For your term paper, you’ll be choosing and analyzing one (or a few closely related) primary sources,
created anytime during the period we’ve been studying. In this assignment, you will use historical concepts
and analytical frameworks from class sessions, the assigned readings, and your own outside readings to
interpret a cultural text and place it in context with the twentieth century history of U.S. women / gender
/ sexuality. The paper will require you to conduct original research, but it may be unlike history research
papers you have conducted previously. Whereas many research projects ask you to assemble a variety of
resources in order to make a broader historical argument, this paper asks you to thoroughly explore what a
singular document can reveal about wider social and cultural forces. Accordingly, you will analyze both the
production of the text itself and its historical context. The project is not unlike many of the exercises
conducted in class, where you are asked to discuss the internal dynamics of a single text (what it says,
what it reveals about the author and audience, etc.) as well as its historical significance (its relation to
wider ideologies, political movements).

This paper will have three major components: a close examination of a cultural text that illustrates
something about broader social issues around women, gender, and/or sexuality in the period we’ve been
studying; smart and judicious use of at least two secondary sources to help you interpret and build a case
around your primary source; and a sharp and challenging argument, stated near the paper’s opening, that
provides the basis for the subsequent paper’s interpretive work.

Your paper will be at least seven pages (double-spaced, 12-pt. Times New Roman or equivalent-sized font,
using default margin sizes), not counting your bibliography and any non-textual materials such as images,
charts, etc. You must use a recognized academic citation style (MLA, Chicago, APA, etc.), including a
separate, properly formatted bibliography or Works Cited page. The paper counts as 25% of the final grade.

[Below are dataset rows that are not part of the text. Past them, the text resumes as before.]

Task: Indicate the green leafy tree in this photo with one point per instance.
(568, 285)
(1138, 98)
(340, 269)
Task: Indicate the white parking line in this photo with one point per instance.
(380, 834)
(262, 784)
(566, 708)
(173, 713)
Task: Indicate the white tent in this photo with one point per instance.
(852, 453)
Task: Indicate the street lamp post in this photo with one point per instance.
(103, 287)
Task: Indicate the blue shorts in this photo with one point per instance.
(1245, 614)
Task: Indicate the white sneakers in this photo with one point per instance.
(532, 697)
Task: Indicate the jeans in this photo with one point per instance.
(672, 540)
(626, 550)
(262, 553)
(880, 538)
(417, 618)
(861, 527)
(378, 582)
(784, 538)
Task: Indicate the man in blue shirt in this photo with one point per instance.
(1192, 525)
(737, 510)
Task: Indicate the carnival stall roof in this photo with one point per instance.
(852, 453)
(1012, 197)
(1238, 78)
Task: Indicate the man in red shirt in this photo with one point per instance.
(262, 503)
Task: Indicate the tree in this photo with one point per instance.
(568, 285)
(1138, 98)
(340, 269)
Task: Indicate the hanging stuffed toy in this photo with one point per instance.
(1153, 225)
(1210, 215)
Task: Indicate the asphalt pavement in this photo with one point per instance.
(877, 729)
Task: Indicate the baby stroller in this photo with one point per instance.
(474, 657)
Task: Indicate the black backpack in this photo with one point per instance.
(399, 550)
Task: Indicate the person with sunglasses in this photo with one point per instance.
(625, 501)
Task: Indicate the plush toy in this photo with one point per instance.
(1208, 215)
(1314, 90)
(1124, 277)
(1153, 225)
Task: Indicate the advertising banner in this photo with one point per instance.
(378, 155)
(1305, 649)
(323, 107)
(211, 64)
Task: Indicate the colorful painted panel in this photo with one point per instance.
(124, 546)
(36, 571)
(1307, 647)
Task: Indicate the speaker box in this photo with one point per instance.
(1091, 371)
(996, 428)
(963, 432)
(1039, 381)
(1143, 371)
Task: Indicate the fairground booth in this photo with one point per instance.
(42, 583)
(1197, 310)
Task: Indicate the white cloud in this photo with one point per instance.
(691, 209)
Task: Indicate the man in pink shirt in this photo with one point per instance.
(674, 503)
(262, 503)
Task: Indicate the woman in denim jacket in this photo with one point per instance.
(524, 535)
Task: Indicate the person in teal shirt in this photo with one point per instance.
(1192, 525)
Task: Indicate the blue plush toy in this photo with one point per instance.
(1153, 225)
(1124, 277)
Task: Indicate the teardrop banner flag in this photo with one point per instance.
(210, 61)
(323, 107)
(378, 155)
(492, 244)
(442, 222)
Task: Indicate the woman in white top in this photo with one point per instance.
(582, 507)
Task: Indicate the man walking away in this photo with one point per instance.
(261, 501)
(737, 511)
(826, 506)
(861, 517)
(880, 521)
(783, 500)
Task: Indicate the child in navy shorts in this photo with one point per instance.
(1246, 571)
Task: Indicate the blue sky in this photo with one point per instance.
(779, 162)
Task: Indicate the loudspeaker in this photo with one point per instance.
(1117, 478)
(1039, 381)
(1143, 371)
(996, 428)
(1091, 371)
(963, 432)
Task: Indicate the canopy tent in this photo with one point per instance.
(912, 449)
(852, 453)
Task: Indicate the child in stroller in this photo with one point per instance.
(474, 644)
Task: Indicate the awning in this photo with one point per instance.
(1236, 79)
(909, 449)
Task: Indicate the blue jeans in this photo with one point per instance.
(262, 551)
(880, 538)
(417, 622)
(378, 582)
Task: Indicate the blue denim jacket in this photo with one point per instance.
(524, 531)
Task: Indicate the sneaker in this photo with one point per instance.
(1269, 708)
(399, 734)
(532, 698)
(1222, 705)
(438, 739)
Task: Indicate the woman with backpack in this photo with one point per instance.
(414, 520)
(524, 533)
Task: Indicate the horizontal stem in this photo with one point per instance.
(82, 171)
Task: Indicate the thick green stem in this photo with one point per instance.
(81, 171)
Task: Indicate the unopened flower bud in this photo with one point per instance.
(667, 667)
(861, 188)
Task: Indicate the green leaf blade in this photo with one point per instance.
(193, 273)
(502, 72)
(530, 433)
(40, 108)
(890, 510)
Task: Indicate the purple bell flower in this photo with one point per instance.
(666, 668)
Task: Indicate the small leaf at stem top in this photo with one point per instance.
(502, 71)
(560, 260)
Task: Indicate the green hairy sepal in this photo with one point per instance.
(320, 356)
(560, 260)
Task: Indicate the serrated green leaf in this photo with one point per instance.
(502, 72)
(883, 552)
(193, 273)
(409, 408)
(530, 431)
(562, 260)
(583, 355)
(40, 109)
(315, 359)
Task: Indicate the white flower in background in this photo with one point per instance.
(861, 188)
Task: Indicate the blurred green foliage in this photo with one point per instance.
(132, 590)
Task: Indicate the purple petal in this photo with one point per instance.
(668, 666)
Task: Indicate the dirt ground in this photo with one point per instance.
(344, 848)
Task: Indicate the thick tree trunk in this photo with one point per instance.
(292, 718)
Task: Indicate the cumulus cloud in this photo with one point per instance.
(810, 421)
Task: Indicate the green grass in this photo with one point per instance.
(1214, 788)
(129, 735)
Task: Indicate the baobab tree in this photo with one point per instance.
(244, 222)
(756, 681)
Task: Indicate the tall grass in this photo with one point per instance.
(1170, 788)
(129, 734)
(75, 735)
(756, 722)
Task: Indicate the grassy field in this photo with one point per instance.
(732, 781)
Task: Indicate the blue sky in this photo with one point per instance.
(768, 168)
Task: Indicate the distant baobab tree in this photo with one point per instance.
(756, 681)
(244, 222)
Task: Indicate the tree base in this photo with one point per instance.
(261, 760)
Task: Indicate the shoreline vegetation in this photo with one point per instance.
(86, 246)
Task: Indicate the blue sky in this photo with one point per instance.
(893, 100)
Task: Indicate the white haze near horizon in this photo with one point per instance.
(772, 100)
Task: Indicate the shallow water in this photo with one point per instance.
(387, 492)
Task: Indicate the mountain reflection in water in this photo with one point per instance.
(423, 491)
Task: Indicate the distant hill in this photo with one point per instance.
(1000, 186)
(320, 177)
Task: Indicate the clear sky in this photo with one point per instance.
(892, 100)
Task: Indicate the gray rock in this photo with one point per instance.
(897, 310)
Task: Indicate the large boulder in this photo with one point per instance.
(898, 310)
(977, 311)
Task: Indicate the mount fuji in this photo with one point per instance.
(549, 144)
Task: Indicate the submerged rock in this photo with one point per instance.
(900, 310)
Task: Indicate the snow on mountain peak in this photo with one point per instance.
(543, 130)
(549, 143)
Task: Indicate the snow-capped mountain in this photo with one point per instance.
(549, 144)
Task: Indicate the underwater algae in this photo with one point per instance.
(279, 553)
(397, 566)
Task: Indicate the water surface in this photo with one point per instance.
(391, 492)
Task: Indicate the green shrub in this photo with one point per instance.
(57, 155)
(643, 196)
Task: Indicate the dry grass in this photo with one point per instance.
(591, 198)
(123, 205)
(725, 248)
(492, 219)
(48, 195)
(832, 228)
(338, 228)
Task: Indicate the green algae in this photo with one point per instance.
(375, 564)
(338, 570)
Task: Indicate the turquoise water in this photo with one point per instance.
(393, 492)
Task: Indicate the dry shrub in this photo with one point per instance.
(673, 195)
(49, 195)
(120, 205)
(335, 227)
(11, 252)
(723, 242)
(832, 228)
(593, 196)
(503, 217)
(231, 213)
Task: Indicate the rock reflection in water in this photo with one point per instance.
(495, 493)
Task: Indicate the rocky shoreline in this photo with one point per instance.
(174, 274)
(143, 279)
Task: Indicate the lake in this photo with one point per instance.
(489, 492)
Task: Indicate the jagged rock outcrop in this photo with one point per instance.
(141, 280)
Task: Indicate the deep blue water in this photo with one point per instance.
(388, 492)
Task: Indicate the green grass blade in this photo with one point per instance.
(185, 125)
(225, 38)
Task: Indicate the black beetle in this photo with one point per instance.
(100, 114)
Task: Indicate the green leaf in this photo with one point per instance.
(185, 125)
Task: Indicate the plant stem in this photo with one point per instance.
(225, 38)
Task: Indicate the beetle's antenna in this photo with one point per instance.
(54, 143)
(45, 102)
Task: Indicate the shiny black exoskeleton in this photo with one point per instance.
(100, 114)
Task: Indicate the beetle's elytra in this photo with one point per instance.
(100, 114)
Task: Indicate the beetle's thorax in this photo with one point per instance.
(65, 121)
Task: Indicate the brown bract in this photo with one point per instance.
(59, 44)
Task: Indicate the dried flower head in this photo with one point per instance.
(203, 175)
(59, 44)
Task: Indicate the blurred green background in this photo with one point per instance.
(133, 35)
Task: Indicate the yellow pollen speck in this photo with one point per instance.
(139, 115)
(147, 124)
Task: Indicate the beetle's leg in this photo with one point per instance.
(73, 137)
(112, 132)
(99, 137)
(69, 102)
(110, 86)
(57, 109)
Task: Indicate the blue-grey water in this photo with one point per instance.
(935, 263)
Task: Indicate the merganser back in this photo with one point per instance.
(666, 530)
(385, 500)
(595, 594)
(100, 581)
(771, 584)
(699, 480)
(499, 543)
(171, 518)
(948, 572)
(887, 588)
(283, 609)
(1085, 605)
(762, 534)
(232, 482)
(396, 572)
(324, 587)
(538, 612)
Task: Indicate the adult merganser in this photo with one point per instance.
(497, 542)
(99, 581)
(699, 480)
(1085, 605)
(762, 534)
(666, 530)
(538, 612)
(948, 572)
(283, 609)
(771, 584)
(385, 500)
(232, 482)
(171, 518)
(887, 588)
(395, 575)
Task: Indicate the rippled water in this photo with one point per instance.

Selecting a Primary Source or Sources:

Start this project by choosing the primary document(s) that your paper will examine and analyze. There are
two general parameters for your text: first, it may not be one already used or assigned in the class; and,
second, it must be an item created after 1900 (with a few years’ leeway) that illuminates the history of
women, gender, and/or sexuality.

The choice of text will be a crucial one. Make sure that you choose a text complex enough to support a
lengthy examination and one that can be connected to the historical context relevant to this course. You may
choose from any type of genre (book, poem, advertisement, painting, photograph, government document, memoir,
newspaper or magazine, material object, diary, play, film, and so on). If you’re stuck, think about some
aspect of women’s history that interests you—a particular person, topic, debate, or struggle—and try to find
a representative text. I ask you to choose a single source because I would like you to engage it closely as
a cultural production rather than cite it superficially. Things like books, extensive political documents,
and films should provide enough material to fill seven pages. I can make exceptions to this being a singular
source; very brief texts, such as images or short poems may not provide sufficient material for analysis. In
such cases, you may choose a small number of closely related texts for interpretation.

“What to Ask of a Primary Document”—the instruction sheet on SOCS assigned for the practicum at the
beginning of the semester—should serve as a roadmap for this essay. It provides the prompts for the
questions you should ask yourself as you offer an interpretation of the text. You will not answer all of the
questions posed in these guidelines, but if you select an array of them to reveal ideologies, anxieties,
conflicts, debates, and transformations at work in the history of women, you should have enough material to
write a research paper about a single cultural text.